The Detroit RiverWalk currently runs from Joe Louis Arena (home of the Red Wings) east, past the Renaissance Center to the foot of Mt. Elliott Street. It’s a distance of about 2-1/2 miles. Built of brick and cement, it hugs the Detroit River, making for a nice leisurely stroll or bike ride. It’s especially relaxing when a huge, thousand foot freighter glides silently by, floating atop the river that on most weekend days is filled with pleasure boats. While bicycling along the walk over the past couple of years, I’ve noticed that most people confine their visit to the foot of Hart Plaza near downtown, east beyond the Renaissance Center to the merry-go-round near Milliken State Park.
However, there is a lesser visited portion of the RiverWalk that stretches further east of Milliken Park, to the foot of Mt. Elliot and its namesake park. To me, that section is more serene, less crowded and much quieter. In fact, I’m always surprised at the lack of people on that particular stretch. Sure there is a good mix of bicyclists, joggers and a few fishermen, (some out on the break walls jutting into the river) but it’s limited and not many casual walkers visit that end of the walk.

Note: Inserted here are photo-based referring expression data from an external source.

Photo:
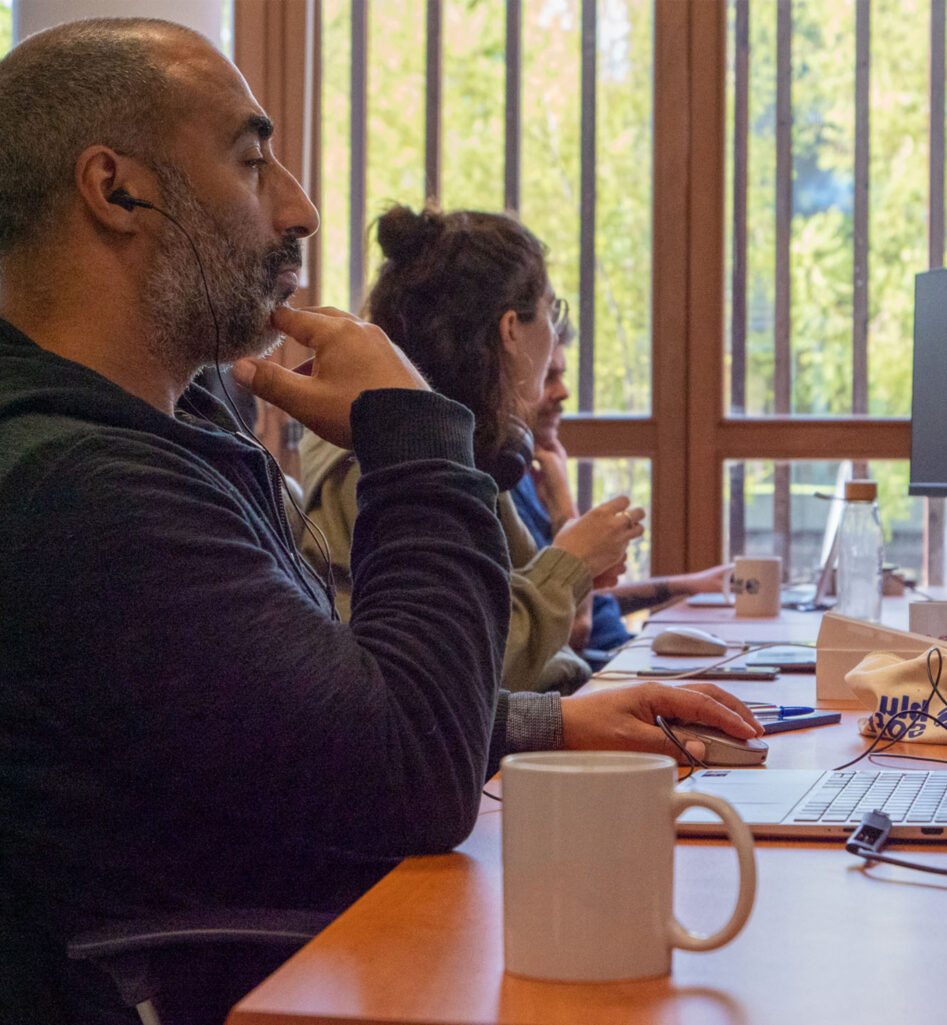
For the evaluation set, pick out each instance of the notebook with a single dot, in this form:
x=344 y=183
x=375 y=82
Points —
x=800 y=804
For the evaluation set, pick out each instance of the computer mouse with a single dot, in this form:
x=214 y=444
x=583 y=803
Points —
x=719 y=747
x=688 y=641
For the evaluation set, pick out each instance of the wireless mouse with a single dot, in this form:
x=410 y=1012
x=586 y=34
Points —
x=721 y=748
x=688 y=641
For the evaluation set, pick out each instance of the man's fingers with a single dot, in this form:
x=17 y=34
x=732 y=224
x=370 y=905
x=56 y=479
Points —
x=695 y=704
x=309 y=327
x=292 y=393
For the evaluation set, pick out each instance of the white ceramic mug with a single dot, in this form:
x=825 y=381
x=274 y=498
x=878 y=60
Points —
x=754 y=584
x=929 y=618
x=588 y=857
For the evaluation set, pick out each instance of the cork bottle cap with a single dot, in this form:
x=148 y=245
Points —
x=861 y=491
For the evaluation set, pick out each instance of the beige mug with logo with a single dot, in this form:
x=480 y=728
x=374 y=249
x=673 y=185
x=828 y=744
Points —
x=754 y=584
x=588 y=859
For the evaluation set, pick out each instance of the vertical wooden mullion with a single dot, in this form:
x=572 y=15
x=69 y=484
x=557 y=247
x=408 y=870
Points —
x=587 y=238
x=359 y=153
x=737 y=517
x=705 y=274
x=670 y=488
x=860 y=209
x=934 y=534
x=782 y=354
x=433 y=101
x=512 y=145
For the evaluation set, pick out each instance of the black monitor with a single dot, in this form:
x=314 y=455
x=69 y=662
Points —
x=929 y=405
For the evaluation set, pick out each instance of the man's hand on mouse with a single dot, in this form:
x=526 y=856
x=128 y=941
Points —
x=623 y=719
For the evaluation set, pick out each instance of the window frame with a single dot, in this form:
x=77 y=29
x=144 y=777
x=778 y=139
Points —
x=688 y=438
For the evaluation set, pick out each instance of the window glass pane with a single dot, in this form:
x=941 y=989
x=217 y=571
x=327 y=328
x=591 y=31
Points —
x=474 y=107
x=6 y=26
x=623 y=195
x=812 y=519
x=336 y=128
x=822 y=275
x=397 y=59
x=623 y=477
x=898 y=212
x=549 y=155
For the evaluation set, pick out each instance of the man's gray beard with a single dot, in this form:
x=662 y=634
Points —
x=182 y=335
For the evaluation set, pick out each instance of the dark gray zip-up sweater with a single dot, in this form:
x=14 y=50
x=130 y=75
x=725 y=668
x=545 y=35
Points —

In some ways, the far east end of the RiverWalk is much more interesting. There are newer commercial and residential structures, such as the UAW Headquarters and the Harbortown Condominiums that face the walk. That section also has a nice group of late 19th century buildings right out of Detroit’s early industrial heritage. Along that strip, for example, I’ve passed beautiful old brick structures, such as the former Park-Davis Research Laboratory. This is a National Historic Landmark built in the late 1800s. On that same stretch I’ve seen the vintage 1874 three-story Detroit Lighthouse Depot located next to the U.S. Coast Guard property at Mt. Elliott Street. Also, in the east end area of the RiverWalk are The Iron Street lofts near the river. The lofts are carved out of a former four-story saddle and plumbing manufacturing facility that was constructed in the 1890s.

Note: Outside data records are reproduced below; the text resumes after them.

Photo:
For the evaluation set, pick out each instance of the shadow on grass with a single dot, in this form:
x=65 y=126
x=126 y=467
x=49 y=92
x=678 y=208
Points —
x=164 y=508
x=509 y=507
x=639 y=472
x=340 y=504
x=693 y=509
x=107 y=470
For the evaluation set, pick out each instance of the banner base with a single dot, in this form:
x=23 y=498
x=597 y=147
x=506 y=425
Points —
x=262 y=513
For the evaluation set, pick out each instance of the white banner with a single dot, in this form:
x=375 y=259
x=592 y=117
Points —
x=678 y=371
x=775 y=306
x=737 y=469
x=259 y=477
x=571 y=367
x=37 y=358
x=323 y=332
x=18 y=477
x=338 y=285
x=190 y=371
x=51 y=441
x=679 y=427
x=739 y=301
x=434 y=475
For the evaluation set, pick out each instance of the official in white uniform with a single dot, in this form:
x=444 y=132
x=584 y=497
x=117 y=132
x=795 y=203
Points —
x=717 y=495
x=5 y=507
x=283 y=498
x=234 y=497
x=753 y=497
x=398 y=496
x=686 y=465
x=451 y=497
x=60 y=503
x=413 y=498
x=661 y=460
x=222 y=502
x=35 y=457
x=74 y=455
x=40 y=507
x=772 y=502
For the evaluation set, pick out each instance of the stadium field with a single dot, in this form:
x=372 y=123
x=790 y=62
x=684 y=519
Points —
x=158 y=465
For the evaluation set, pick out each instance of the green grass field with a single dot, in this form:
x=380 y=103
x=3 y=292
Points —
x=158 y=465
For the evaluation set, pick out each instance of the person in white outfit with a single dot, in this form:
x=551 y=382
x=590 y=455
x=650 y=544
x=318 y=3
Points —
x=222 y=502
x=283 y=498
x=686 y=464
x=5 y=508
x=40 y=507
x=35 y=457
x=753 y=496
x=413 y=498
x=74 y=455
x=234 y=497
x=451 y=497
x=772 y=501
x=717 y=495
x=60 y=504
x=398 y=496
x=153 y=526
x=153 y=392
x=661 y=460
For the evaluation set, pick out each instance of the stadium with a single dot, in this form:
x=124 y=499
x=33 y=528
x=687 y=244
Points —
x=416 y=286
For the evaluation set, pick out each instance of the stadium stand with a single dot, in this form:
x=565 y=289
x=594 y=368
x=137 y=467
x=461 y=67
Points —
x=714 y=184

In addition to the eclectic mix of buildings found along the east end of the RiverWalk, are harbors of refuge and the U.S. Coast Guard Station. The station has supply laden docks, floating rescue boats, overhead boat rigging and buoys lined up like bowling pins. It has an industrial ship building look and feel to it and is remarkably quiet. I’ve bicycled past the riverside station quite a bit, and most of time all I hear is the distinct snapping sound of flags flapping in the breeze or the cry of gulls passing overhead. The calmness of those sounds reflects the feeling I get while cycling along the east end section of the RiverWalk.